= List of presidents of programming of MTV =

MTV originally aired music videos as guided by television personalities known as "video jockeys" (VJs), but in the years since its inception, the network significantly toned down its focus on music in favor of original reality programming targeting teenagers and young adults.

==List of presidents of programming==
- Robert Pittman - Pittman was the CEO of MTV Networks and the cofounder and programmer who led the team that created MTV. At MTV, he oversaw the creation and growth of MTV and the transition of Nickelodeon from a failing network geared to preschoolers to the highest rated channel aimed at older kids as well as overseeing the launches of VH-1 and Nick at Nite, and led the initial public offering for MTV Networks and its expansion into international markets. Under Pittman's leadership, MTV became the first profitable cable network; then-Time Warner Co-Chairman and Co-Chief Executive Officer Steve Ross also noted that MTV became the most profitable basic cable network during Pittman's tenure there. For his development of the MTV brand, Advertising Age selected Pittman in 2010 as one of the ten most influential marketers who transformed American Culture.

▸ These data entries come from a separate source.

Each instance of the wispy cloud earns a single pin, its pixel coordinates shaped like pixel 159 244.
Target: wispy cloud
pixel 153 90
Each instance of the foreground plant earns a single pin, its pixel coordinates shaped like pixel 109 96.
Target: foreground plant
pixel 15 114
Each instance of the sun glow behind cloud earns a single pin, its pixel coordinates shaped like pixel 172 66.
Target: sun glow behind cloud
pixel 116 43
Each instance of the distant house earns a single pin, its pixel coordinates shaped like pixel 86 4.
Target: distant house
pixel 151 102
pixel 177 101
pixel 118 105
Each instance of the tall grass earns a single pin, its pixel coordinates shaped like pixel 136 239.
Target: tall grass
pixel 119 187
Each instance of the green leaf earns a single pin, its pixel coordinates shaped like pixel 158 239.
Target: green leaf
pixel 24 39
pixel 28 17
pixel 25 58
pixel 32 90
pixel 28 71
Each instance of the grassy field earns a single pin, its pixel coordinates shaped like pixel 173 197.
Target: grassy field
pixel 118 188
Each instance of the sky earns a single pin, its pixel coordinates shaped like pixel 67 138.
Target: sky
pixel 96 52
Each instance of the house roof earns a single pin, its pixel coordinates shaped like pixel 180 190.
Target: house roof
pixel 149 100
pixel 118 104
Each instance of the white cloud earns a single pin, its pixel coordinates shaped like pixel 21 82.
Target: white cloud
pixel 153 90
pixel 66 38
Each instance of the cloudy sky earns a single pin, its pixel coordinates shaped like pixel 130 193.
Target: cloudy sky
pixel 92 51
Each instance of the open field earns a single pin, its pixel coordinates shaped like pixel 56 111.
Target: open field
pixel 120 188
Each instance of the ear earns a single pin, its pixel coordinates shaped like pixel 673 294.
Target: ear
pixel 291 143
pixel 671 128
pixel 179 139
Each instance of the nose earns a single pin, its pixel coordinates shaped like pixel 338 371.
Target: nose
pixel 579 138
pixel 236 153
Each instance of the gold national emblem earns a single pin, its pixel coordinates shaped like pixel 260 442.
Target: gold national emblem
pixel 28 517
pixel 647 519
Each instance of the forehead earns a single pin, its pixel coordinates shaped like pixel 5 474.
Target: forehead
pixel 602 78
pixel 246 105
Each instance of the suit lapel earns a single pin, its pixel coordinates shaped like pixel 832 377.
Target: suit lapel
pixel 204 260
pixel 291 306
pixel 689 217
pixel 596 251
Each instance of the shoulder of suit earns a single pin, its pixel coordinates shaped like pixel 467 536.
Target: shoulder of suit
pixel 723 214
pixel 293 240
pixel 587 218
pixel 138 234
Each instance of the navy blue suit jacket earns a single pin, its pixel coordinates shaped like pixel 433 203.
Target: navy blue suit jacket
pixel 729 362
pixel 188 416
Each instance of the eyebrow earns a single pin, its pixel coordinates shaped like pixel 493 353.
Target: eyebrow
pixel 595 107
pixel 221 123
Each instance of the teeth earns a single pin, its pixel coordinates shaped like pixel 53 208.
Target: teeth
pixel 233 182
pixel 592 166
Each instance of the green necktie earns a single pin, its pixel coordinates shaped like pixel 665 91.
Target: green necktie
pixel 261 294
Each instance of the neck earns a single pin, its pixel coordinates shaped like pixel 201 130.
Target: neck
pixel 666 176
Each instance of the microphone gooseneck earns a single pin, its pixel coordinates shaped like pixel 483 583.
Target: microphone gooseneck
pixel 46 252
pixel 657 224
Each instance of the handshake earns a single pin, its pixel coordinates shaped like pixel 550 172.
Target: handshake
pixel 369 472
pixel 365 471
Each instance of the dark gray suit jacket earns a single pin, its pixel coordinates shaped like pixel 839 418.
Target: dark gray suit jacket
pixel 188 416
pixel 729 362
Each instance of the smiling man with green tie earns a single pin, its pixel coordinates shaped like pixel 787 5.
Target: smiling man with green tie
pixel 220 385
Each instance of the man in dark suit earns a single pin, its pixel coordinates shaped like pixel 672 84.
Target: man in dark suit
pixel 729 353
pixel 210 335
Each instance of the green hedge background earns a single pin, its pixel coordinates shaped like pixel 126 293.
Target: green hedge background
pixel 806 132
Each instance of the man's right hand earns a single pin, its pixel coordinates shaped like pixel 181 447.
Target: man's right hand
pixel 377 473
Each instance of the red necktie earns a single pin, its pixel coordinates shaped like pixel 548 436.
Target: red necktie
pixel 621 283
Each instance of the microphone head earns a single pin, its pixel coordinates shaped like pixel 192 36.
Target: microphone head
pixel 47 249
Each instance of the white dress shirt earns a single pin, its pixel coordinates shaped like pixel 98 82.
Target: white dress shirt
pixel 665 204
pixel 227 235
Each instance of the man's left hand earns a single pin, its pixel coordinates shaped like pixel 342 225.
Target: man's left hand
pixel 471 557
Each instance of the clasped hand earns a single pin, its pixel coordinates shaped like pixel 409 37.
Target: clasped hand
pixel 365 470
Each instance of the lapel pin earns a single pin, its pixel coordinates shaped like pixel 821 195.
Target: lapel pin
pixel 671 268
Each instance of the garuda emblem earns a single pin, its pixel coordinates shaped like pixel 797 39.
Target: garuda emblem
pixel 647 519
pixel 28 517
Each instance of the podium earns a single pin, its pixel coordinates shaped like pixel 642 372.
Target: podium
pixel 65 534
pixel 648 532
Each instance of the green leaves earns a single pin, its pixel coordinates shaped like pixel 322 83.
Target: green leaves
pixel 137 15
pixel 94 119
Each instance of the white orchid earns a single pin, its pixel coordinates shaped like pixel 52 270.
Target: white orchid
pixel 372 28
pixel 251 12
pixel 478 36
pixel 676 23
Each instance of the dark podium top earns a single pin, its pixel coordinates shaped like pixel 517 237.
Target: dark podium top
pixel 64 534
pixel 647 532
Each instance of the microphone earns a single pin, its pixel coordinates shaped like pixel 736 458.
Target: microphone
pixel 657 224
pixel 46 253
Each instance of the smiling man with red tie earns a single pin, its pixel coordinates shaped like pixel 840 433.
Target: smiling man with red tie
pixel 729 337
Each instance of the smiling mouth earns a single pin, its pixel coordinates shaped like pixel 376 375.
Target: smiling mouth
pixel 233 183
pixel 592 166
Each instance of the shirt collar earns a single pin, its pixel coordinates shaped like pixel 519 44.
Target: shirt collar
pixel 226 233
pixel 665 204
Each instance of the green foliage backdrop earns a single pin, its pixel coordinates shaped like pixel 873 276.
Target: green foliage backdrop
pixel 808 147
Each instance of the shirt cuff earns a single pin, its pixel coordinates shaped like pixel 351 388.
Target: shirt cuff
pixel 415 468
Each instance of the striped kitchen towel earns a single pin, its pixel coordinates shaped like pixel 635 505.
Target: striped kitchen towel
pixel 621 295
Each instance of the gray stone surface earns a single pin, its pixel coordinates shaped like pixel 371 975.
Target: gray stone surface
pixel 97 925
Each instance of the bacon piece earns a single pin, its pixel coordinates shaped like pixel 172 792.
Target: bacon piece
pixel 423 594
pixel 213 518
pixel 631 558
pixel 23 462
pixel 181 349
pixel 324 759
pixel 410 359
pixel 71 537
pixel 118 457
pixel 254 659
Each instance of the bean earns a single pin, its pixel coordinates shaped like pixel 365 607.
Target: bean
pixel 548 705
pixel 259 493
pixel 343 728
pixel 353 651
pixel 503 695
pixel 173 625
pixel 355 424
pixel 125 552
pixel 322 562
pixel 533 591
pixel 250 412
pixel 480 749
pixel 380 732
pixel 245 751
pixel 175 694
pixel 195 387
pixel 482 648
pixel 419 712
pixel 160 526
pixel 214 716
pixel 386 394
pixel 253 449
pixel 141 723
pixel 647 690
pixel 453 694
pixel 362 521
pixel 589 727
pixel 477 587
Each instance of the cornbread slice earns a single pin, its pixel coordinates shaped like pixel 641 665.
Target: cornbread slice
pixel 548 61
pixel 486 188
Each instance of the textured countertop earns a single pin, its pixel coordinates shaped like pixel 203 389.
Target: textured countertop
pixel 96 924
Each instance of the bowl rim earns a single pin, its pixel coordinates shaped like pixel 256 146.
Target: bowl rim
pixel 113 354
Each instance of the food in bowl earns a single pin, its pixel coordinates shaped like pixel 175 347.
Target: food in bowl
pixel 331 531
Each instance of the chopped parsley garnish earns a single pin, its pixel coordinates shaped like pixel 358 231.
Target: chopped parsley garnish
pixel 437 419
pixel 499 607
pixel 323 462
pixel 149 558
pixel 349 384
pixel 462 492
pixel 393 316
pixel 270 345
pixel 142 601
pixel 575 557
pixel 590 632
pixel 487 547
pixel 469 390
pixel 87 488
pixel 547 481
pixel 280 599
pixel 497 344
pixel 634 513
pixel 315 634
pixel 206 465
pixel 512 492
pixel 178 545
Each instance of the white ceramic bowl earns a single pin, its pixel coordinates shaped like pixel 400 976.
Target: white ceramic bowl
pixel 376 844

- Les Garland - After Atlantic Records, Garland moved back to the east coast becoming the programming head of MTV: Music Television, the world's first 24-hour music channel. While at MTV, Garland set celebrity profiles for ad guru Dale Pon's anthemic "I Want My MTV" marketing campaign. Along with founder, Robert Pittman, serving as MTV Network's Senior Executive Vice President, Garland was executive producer of the first six MTV Video Music Awards and oversaw all elements of programming. He was on the lead team that globalized the MTV brand with distribution into Europe, Asia and Australia. During his time at MTV he was asked to be the DJ voice embedded in the classic hit "We Built This City" by Starship. This impromptu stunt immortalized his voice as the things DJ dreams are made of, while Garland calls it his first number one song.
- Sam Kaiser
- Doug Herzog - As a senior manager at MTV, he was responsible for MTV News, Camp MTV, The Real World, Road Rules, Beavis and Butt-Head, The MTV Movie Awards, and The MTV Video Music Awards.
- Andy Schuon
- Brian Graden - In November 1997, Graden was promoted to executive vice president of programming at MTV following the abrupt resignation of Andy Schuon. Graden is the former President of Programming at MTV, VH1, CMT, and the LGBT channel, Logo, the launch of which he assisted in. He departed MTV Networks in late 2009.
- Lois Curren
- Tony DiSanto - From June 2009 through January 2010, DiSanto served as the President of Programming at MTV, supervising the development and production of all series, specials, and feature films for television. During his tenure as President, the network's ratings rose 30 percent with reality hits such as Teen Mom, 16 and Pregnant and Jersey Shore, three of the highest rated shows in cable television in 2010. DiSanto also ushered in a return to scripted programming at the channel with The Hard Times of RJ Berger, Teen Wolf and Skins, the latter two of which launched in 2011. Disanto is credited as an executive producer for the former MTV and now, VH1 series Scream. DiSanto began his career as an intern at MTV. He graduated to directing commercial spots, music videos, and electronic press kits for bands. By 2003, as Head of Production, DiSanto was supervising special events as well as creating and executive producing shows. DiSanto's early efforts include creating Say What? Karaoke and Global Groove, and co-creating Total Request Live with Carson Daly.
- David Janollari
- Susanne Daniels
- Michael Klein
- Nina L. Diaz - Diaz worked for MTV for 10 years, developing and launching My Super Sweet 16, MTV Cribs, and came up with idea for The Osbournes show on the set of Cribs. She left MTV to work as an independent producer for various networks, and helped develop hits such as Mob Wives on VH1 and Real Housewives of New Jersey on Bravo. Diaz was hired by VH1 in 2014, where she served as Senior Vice President of East Coast Development. Diaz was hired as executive vice president of unscripted Programming and Development for MTV and VH1 in June 2016, then was promoted to head of unscripted programming in November 2016, and served in that position until April 2018. Her focus was shifting the networks towards creating more unscripted television shows, which increased viewership greatly. She has overseen the programming schedule, and helped develop or grow Love and Hip Hop, Stevie J & Joseline, Martha and Snoop’s Potluck Dinner Party, Black Ink Crew, Hip Hop Squares and a reboot of America’s Next Top Model. She helped develop extensions to popular previously canceled shows such as Teen Mom: Young and Pregnant, TRL, The Challenge: Champs vs. Pros and Jersey Shore Family Vacation. She helped create the U.S. version of Ex on the Beach, which had the biggest premier of any unscripted show since 2014. In 2017, she oversaw the creation of Floribama Shore and Siesta Key, which were the second and fourth new shows for the year, respectively. In April 2018, she was promoted to the President of Programming and Development for VH1, MTV, and Logo Group.